The statement, co-authored by OpenClaw creator Peter Steinberger, pointed out, “the great open source projects of our time — Linux, Apache, Mozilla — endure because a neutral steward stands behind them. That is the role we are taking on to keep OpenClaw MIT licensed, open, and independent so that everyone building on it can trust it will be here for the long term.”
But it reassured users that the original OpenClaw leadership is still in charge.
“Peter built this thing and Peter keeps making the calls, especially the technical ones. Since joining OpenAI earlier this year, he has continued to steward OpenClaw as an open and independent project, and OpenAI has made a commitment to keep it that way,” the post said. “The foundation is here to serve: good governance, stable funding, and paying the people who keep the claws alive.”
However, some analysts and consultants were skeptical about how much true independence Steinberger would have, given his salaried role with OpenAI.

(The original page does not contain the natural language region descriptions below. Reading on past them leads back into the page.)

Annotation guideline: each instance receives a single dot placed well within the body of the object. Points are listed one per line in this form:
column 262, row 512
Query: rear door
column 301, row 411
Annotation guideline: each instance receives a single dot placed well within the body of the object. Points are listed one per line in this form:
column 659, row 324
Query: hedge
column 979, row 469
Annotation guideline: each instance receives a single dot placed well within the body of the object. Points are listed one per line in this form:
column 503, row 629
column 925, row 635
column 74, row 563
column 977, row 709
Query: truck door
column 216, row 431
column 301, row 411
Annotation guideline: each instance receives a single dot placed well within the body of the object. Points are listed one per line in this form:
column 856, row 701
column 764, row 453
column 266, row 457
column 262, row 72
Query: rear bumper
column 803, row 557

Neutrality claim in question“The Switzerland of AI neutrality claim collapses under its own announcement,” said Noah Kenney, principal consultant at Digital 520. “OpenAI runs a team [at OpenAI] called Claw Labs that Peter leads and OpenAI is a major donor to OpenClaw. The ‘neutral steward’s’ chief technical decision maker is employed by one of the competing labs it is supposed to be neutral with.” To OpenAI, he said, OpenClaw is closer to a tax-exempt nonprofit subsidiary than it is to a neutral ‘Switzerland of AI.’
He pointed out that, in addition, Microsoft is shipping the enterprise version of OpenClaw, and Nvidia is shipping the hardware bundle. “This is being called the Switzerland of AI, but Switzerland does not have its central bank run by France,” he observed.

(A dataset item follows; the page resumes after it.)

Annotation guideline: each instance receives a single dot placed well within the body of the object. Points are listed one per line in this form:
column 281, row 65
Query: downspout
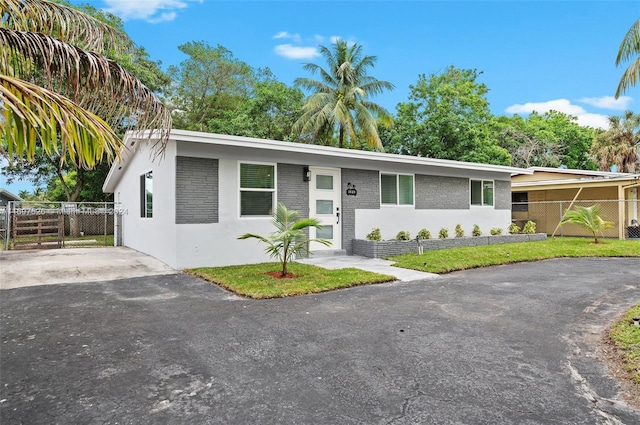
column 565, row 213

Kenney said that what the new OpenClaw has actually built is “a shared dependency that several competitors fund, staff, and steer, wrapped in a nonprofit structure. Enterprise IT should understand that structure, because treating OpenClaw as neutral is a mistake,” adding that CIOs need to look at this development devoid of the emotional component.
“There is a strategic irony here that CIOs should sit with,” Kenney said. “If OpenClaw succeeds at becoming the universal agent substrate, then every model plugs into the same identity layer, the same profiles, and the same deployment plumbing. The thing every vendor is racing to own becomes a commodity that nobody owns.” He pointed out that, in the short term, that is genuinely good news for buyers because it means less lock-in and more portability.
“But,” he said, “when the connective tissue is free and natural, the only labs that benefit are the ones with the best models and the deepest distribution. Commoditize the layer below you and you compete on the layer where you are already strongest. The foundation is not a charity. It is the biggest players agreeing to stop fighting over the plumbing so they can fight over the water, and the enterprise is the one paying the water bill either way.”
Good news, bad newsJason Andersen, principal analyst at Moor Insights & Strategy, liked the potential consistency that could emerge from the structural change, given the complexity of agent development today.
“We are seeing a lot of OpenClaw variants hit the market, such as those from Nvidia as well as competing products from cloud and SaaS vendors. A common base helps solidify the common parts,” Andersen noted. “That said, a common challenge is the sustainability of these open source foundations over time. In addition to releasing code, these foundations need funding to evolve and grow. And that funding needs to come from continued momentum to incentivize existing members to increase investment and recruit new members to join.”
Andersen stressed that IT buyers need to keep an eye on the roadmap for any OpenClaw variant they choose to deploy, “as that will directly impact the foundation, and the momentum of the foundation and common base. If the common base loses momentum, it can lead to forks, or just a loss of innovation. When that happens, members tend to back away, which puts customers in limbo.”
But not everyone sees the promised structure as entirely good for IT.
Ishraq Khan, CEO at coding productivity tool vendor Kodezi, said, “most CIOs do not want to bet their future entirely on a single model vendor. They want Claude for some workloads, GPT for others, open models for sensitive environments, and potentially internally fine-tuned systems for specific use cases. The problem is that every vendor currently brings its own identity system, tool interfaces, permissions model, and operational assumptions. That fragmentation does not scale.”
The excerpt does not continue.